Porcello won’t even turn 25 until December of this year, and by that time he will have already completed five full seasons at the highest level of professional baseball. That’s almost unheard of, and that sort of experience at such a young age is typically only associated with superstars. Porcello didn’t develop into a superstar, but he has shown that he happened to come out of the gate as a highly polished starter with some positive attributes. While he isn’t an ace, he’s about as good of a back-end starter as you’re likely to find, and unlike many back-end starters, he isn’t just filler. There is still room for improvement here.
Porcello has proven himself durable. While he hasn’t ever logged 200 innings, he’s made between 27 and 31 starts in every season of his young career. He’s also quite gifted when it comes to throwing strikes, as his career walk rate is a mere 2.3 per nine innings. Porcello has also been worth between 2.0 and 2.9 WAR in every season on his resume, and both his FIP and xFIP actually sunk below 4.00 in 2012 as his strikeout rate improved ever so slightly. These are all positive attributes, and when concerning a pitcher only 24 years of age, they point toward potentially greater things down the road.
On top of the minor statistical improvements, Porcello flashed a fastball that averaged nearly two MPH more than it did in 2011 last season. His pitches are bound to get sharper as he gets older, and his ground ball approach would definitely play better for a team whose infield didn’t consist of slow, awkward sluggers who clearly lie about their weigh on their ESPN player profiles.

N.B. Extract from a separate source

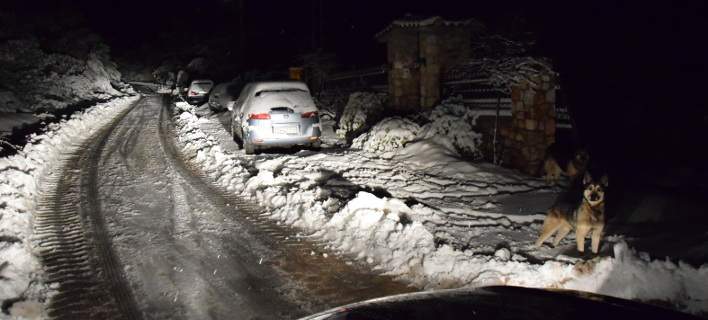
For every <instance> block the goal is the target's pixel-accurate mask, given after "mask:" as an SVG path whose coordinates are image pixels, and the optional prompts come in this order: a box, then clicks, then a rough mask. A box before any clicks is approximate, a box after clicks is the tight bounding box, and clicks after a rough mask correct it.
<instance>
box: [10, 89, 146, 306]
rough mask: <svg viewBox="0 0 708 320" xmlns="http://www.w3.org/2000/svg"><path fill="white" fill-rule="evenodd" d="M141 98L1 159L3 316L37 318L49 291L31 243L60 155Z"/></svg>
mask: <svg viewBox="0 0 708 320" xmlns="http://www.w3.org/2000/svg"><path fill="white" fill-rule="evenodd" d="M136 99H137V98H134V97H129V98H118V99H114V100H112V101H110V102H107V103H102V104H99V105H96V106H94V107H92V108H89V109H87V110H86V111H84V112H81V113H78V114H75V115H74V116H72V117H71V118H70V119H68V120H67V119H64V120H62V121H60V122H58V123H55V124H52V125H50V126H49V128H48V131H47V132H46V133H43V134H41V135H34V136H33V137H32V138H31V143H28V144H27V145H26V146H25V147H24V148H23V149H22V150H21V151H20V152H18V154H16V155H13V156H10V157H6V158H1V159H0V282H2V285H0V301H2V305H3V314H2V316H6V315H7V313H10V314H13V315H16V316H23V315H24V316H28V317H30V318H31V317H33V316H36V315H37V314H39V313H41V312H42V311H41V310H42V306H41V305H42V303H43V302H44V300H45V299H46V297H47V294H48V289H47V287H46V284H45V283H44V282H43V280H42V273H43V272H42V271H41V268H40V264H39V261H38V260H37V256H36V251H35V249H34V247H33V244H32V234H33V213H34V210H35V209H36V206H37V202H36V201H37V197H38V193H39V191H40V187H41V184H42V180H43V179H44V178H45V176H46V175H47V174H49V173H51V172H53V171H56V170H58V169H59V166H60V165H61V164H60V158H61V155H62V154H63V153H65V152H70V151H71V150H73V149H75V148H77V147H78V146H79V145H80V144H81V143H82V142H83V140H84V139H85V138H86V137H88V136H89V135H91V134H92V133H93V132H95V131H96V130H97V129H99V128H100V127H102V126H104V125H105V124H106V123H107V122H109V121H110V120H111V119H112V118H113V116H114V115H116V114H117V113H118V112H119V111H120V110H122V109H123V108H126V107H128V106H129V105H130V104H131V103H132V102H133V101H135V100H136Z"/></svg>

But let’s say Porcello never gets better and this is what he is. Even if that happens to be the case (which I don’t believe it is), he carries far more value than just about any reliever could ever provide in limited innings. Porcello takes the mound every fifth day, turns in solid but unspectacular work, and doesn’t kill himself with free passes. He’s the sort of pitcher that might wind up the recipient of an expensive three-year deal by a club desperate for pitching, so why should he only warrant a reliever in return? And that’s not even what other teams are offering, that’s what Detroit is asking! Baseball has come a long way in understanding what’s valuable and what’s not so valuable, but there’s still plenty of road left to be traveled.